Now, again, keep in mind this
is a live attenuated vaccine,
so there's going to be some contraindications
that we have to keep in mind here.
This is going to be contraindicated
in pregnancy, those who have a primary
or acquired immunodeficiency, those who
are undergoing chemotherapy or radiation,
have had solid organ transplant, are receiving
daily corticosteroid therapy with a dose
of 20 milligrams a day or above, are
receiving immunomodulatory therapy,
and/or have HIV with a CD4 count under 200.
Now the last thing that I really want to
touch on with the vaccination here is going
to be the issue that we have with
co-administration with the pneumovax.
Now in a perfect, idealistic world, we're
not going to want to vaccinate the patient
with the pneumovax and the zostervax
in the same visit, the reason being is
that have been studies that have shown
that if vaccinated at the same time,
the pneumovax is going to reduce
the efficacy of the zostervax.
By how much, it's not known, but if we look
at the CDC guidelines, they still recommend
that we administer at the same time,
and that's only because of compliance.
They found that if we separate
into two different visits,
the patient won't get the second vaccination.

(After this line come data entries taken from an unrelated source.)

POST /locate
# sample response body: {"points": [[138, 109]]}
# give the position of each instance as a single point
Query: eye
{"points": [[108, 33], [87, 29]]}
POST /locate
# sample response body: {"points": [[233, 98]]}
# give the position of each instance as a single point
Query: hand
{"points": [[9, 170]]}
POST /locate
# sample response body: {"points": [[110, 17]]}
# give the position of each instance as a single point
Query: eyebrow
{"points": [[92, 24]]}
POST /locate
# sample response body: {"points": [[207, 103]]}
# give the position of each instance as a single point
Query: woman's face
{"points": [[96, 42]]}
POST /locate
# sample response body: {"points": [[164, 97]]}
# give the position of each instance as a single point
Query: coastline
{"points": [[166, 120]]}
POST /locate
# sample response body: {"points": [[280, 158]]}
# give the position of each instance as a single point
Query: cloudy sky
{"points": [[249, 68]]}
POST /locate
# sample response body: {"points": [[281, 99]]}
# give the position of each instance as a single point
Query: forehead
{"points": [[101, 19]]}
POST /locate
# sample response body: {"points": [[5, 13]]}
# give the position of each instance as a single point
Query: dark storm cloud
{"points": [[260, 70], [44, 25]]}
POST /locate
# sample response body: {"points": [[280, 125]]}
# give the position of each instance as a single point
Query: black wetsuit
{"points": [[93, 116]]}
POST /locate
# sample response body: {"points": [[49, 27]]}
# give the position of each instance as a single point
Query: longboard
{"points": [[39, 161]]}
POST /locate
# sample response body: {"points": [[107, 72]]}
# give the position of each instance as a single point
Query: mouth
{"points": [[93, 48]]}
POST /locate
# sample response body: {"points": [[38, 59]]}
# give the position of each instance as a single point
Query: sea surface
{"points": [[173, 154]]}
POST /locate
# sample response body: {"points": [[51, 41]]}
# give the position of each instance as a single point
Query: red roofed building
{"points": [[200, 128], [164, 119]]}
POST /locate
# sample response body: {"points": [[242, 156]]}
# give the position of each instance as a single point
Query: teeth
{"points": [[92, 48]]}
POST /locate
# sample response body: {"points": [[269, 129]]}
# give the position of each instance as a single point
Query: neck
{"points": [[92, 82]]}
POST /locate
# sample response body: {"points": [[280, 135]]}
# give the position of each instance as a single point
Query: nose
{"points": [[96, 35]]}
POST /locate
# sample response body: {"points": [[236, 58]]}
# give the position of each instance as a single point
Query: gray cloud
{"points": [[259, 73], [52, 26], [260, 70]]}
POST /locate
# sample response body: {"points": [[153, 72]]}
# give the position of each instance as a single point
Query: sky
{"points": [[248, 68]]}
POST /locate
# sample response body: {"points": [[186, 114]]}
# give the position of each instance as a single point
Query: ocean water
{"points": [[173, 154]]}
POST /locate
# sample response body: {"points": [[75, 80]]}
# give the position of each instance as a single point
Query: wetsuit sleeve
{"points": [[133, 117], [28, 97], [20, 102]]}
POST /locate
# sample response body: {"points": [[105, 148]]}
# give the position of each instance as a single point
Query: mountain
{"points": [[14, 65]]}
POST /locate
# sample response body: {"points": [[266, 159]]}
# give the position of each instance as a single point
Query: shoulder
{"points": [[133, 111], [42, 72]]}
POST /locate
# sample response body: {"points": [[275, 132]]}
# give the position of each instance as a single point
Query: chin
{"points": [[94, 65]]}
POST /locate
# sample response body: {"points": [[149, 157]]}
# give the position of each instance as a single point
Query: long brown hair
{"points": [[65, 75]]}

So although it might reduce
the efficacy of zostervax,
it's still better than not getting
the zoster vaccination at all.
So for that reason, the CDC still
recommends that co-administration
of these vaccinations be given at
the same time if they are indicated
and if the patient is of appropriate age.
So that's the end of the vaccination.
There are really only, like I said, there are
going to be three vaccinations that we have
to worry about in the adult population.
It's going to be HPV, the
pneumococcal vaccination, and zostervax.